ESSENCE: What are your thoughts on the 2020 presidential election outcome?

PC:  This election was historic for so many reasons, but one of the primary reasons was because Black folks came out en masse to vote out white supremacy. We witnessed millions of Black people show up even before Election Day to get out the vote, either through early voting, mail in voting. And we witnessed young Black people in particular ensure that Joe Biden/Kamala Harris was the ticket that we got. So I’m just really proud of the work that we’ve done as Black people. And I’m so proud of our movement that made it our duty and priority to get out the vote this election cycle. It just showed the power of our work. The work we’ve done for seven years inside of Black Lives Matter, but the work we’ve done for hundreds of years as Black people to keep trying to steer this ship in the right direction—the ship being America. While 73 million people did vote for a white supremacist, a bunch of us did not. And we’re gonna have to work to heal the pain of racism. But I believe we can. We’ve done so much. I just feel so proud of us.

ESSENCE: Are you hopeful for the nation?

PC: Absolutely. I am optimistic and hopeful. 

ESSENCE: Are there challenges as a movement leader?  

PC: I don’t go anywhere by myself. I have 24 hour security and that’s not necessarily from being like, good famous, but getting death threats from white supremacists.
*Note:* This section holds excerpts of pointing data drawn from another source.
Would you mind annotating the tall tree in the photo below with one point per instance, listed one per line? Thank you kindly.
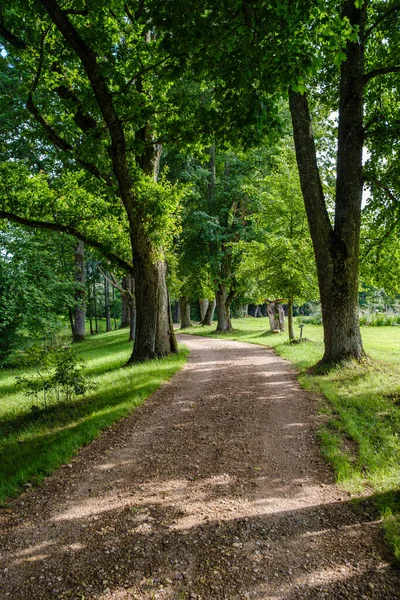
(339, 48)
(83, 72)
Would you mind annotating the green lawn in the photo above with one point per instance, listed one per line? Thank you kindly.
(361, 435)
(34, 443)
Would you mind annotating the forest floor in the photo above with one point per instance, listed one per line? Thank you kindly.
(213, 489)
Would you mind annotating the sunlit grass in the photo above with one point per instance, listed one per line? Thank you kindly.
(33, 444)
(361, 404)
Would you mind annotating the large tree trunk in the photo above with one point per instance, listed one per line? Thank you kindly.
(125, 305)
(223, 308)
(107, 305)
(128, 301)
(252, 310)
(176, 316)
(203, 305)
(337, 247)
(208, 317)
(290, 319)
(276, 316)
(154, 335)
(184, 309)
(80, 295)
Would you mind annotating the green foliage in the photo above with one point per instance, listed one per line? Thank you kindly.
(36, 286)
(59, 375)
(361, 408)
(33, 444)
(280, 263)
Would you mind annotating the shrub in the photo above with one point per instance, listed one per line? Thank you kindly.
(59, 375)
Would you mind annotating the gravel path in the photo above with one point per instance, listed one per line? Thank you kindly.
(214, 489)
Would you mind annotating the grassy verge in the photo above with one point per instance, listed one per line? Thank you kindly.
(34, 443)
(361, 434)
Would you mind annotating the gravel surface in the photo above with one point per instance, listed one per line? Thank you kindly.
(214, 489)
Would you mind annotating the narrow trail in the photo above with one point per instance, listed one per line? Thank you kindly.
(214, 489)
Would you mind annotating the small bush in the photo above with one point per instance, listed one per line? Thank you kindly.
(59, 375)
(311, 319)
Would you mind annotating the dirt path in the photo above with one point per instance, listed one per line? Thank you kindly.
(215, 489)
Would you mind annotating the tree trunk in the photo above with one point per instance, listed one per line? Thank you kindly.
(125, 303)
(89, 299)
(114, 309)
(154, 334)
(107, 305)
(94, 291)
(177, 312)
(71, 320)
(132, 311)
(276, 316)
(203, 304)
(290, 319)
(80, 296)
(208, 317)
(184, 306)
(337, 247)
(223, 309)
(253, 310)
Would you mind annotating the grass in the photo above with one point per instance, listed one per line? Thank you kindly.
(34, 443)
(361, 403)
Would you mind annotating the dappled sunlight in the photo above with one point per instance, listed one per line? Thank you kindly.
(214, 489)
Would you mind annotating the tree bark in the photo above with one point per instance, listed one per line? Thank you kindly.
(107, 305)
(208, 317)
(80, 295)
(336, 247)
(252, 310)
(276, 316)
(125, 304)
(203, 304)
(290, 319)
(89, 295)
(177, 312)
(154, 335)
(223, 301)
(184, 307)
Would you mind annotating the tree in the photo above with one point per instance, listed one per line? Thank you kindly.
(37, 286)
(83, 82)
(301, 47)
(279, 263)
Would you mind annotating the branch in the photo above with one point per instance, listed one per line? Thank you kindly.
(11, 38)
(390, 11)
(382, 71)
(83, 12)
(100, 90)
(126, 266)
(388, 230)
(63, 145)
(53, 135)
(126, 293)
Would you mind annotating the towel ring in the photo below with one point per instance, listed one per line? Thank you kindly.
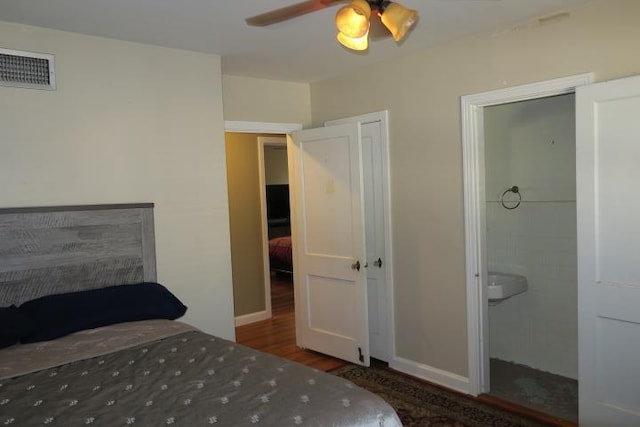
(514, 190)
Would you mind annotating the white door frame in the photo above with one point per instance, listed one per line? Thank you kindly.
(262, 128)
(474, 210)
(383, 118)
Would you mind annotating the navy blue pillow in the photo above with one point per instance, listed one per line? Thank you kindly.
(14, 325)
(62, 314)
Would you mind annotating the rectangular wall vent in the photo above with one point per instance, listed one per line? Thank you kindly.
(27, 69)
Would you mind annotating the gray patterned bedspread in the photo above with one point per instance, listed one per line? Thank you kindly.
(189, 379)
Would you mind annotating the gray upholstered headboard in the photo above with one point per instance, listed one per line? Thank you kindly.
(52, 250)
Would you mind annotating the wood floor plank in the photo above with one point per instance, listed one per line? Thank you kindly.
(278, 335)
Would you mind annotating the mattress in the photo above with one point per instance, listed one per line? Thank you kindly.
(164, 372)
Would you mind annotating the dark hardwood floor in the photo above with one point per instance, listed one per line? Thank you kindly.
(278, 334)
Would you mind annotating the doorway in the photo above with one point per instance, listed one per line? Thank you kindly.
(382, 301)
(531, 246)
(477, 198)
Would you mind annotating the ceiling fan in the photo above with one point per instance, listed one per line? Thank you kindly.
(353, 21)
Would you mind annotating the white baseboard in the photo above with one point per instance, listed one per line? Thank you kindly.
(252, 317)
(431, 374)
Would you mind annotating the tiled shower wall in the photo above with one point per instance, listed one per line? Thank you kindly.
(532, 145)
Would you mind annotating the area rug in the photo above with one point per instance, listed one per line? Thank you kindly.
(420, 404)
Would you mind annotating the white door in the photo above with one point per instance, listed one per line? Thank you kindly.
(374, 175)
(608, 208)
(329, 242)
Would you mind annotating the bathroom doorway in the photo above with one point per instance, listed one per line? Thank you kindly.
(531, 251)
(489, 202)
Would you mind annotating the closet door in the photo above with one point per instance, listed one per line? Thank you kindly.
(608, 208)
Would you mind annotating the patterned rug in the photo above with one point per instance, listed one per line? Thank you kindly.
(420, 404)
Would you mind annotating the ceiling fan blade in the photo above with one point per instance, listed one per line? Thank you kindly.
(288, 12)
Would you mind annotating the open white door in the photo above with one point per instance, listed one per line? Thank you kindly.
(608, 152)
(329, 242)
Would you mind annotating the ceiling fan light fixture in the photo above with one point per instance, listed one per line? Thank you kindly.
(354, 43)
(398, 19)
(353, 20)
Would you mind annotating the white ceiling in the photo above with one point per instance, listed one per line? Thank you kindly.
(300, 50)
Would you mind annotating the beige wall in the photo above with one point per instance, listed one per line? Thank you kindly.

I know we’re surveilled by local law enforcement, and have been [surveilled] by some other agencies, for sure. In these last few years what’s been most concerning is the issue around vigilante violence. Alicia and I were [recently] visited by the FBI letting us know that they had raided the home of a known white supremacist and our names were on the list that he had. Those are the types of things that feel most disconcerting for me.

ESSENCE: How do you handle such pressures? 

PC: I have a very strong team—family, staff and security who have my back, who support me. And I have a therapist that I talk to often. I’m a big fan of therapy. Every Black person should have access to therapy and mental health care, it’s really important.

ESSENCE: Do you have a faith practice?

PC: I don’t have a religious practice, but I’m a big fan of praying and connecting with my ancestors. My grandmother, Vina Patten, just passed away. She was 89. My father died early, but his mother lived a long life, thank God.

ESSENCE: Condolences on your loss. Let us say her name in homage. Did you and your grandmother talk about your activism? 

PC: She was so proud of the work that I’m doing.

This interview has been edited for space and clarity.